イエ・ルポ 2

「たんぽぽのお花見」by id:CandyPot


子供の時に住んでいた町には、一面のたんぽぽ畑のような場所がありました。一年生くらいの時だったでしょうか。家族でそこにお弁当を持ってでかけて、ハイキングみたいなことをしたんです。たんぽぽがきれいで、お弁当がおいしくて、本当に楽しいひとときでした。
ところが翌年、私は春にひどい風邪を引いてしまいました。今年もたんぽぽ畑にお弁当を持って行こうと言われていた直前でしたので、それがだめになってしまって大ショックでした。風邪を引いて鼻が出るのに、さらに泣いて泣いて鼻水をたらして、もう大変な騒ぎだったと言います。

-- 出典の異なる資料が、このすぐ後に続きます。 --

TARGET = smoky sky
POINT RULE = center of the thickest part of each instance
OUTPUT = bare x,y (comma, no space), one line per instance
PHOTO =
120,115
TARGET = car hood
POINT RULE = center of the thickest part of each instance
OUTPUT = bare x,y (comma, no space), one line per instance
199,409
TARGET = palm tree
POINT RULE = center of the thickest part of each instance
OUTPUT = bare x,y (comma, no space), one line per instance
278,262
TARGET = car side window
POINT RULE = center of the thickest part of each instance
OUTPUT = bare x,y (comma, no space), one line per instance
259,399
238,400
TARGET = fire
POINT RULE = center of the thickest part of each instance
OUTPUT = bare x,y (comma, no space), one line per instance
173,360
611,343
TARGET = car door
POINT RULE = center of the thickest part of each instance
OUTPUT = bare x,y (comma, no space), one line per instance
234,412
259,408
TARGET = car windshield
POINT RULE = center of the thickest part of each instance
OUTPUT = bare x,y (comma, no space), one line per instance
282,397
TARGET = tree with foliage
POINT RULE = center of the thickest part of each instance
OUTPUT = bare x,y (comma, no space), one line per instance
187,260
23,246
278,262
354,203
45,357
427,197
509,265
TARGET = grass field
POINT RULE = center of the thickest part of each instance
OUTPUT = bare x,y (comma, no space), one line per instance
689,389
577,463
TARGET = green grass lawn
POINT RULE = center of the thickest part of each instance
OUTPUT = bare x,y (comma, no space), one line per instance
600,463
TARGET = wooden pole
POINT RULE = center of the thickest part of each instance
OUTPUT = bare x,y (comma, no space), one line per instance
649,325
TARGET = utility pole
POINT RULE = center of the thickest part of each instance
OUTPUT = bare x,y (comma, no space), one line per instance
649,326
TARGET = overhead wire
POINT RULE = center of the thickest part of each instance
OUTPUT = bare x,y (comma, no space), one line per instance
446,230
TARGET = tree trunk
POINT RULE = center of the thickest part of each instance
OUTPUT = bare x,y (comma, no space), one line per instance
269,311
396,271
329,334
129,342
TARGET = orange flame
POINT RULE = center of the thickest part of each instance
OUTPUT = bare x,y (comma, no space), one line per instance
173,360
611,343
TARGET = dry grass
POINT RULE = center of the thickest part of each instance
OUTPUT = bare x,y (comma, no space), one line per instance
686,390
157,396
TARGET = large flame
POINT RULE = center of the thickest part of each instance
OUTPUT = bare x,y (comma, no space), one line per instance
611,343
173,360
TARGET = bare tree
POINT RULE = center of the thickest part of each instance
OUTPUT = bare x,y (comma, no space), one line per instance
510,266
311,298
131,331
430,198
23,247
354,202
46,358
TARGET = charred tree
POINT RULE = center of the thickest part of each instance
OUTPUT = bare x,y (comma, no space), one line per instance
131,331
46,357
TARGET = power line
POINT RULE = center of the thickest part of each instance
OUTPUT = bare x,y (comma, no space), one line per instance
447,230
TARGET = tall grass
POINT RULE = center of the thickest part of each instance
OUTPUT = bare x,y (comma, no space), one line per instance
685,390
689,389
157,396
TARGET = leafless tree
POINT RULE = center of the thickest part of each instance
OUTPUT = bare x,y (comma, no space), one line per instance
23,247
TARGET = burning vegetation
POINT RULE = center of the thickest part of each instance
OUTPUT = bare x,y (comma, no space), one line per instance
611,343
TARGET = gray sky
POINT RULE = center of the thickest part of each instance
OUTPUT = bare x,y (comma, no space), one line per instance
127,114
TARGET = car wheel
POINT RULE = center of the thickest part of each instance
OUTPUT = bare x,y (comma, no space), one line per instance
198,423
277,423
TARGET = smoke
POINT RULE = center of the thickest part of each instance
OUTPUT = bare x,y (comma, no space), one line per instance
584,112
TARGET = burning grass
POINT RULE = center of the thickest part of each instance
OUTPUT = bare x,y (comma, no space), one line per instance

もちろんたんぽぽは急に咲き終わったりしませんから、風邪が治ってから、たんぽぽ畑に行くことはできました。でも父はどうしても予定が空けられなくて、私と母だけの小さなハイキングになりました。それがとても残念でした。それから一年、家族みんなでたんぽぽ畑に行ける日を、楽しみに楽しみに待ちました。そんなことがあってから、私はたんぽぽが特別大好きな花になりました。そして、私があまり楽しみにするものですから、わが家の恒例行事として、たんぽぽのお花見ハイキングが定着したんです。
引っ越して新しい町に来てからも、たんぽぽの咲いている場所を探して、春になると家族で出かけました。以前のような一面のたんぽぽ畑はありませんでしたが、それでもたんぽぽのお花見は続けました。私が高校生になってからその習慣は一時途絶えましたが、それが最近また復活しているんです。最近はずいぶんたんぽぽの数が減りました。でも、黄色と緑の春らしい姿を求めて、家族でお弁当を持って出かけます。今年もやります。父も母も楽しみにしてくれています。桜のお花見もいいですが、わが家では、たんぽぽのお花見も欠かせない季節の行事になっています。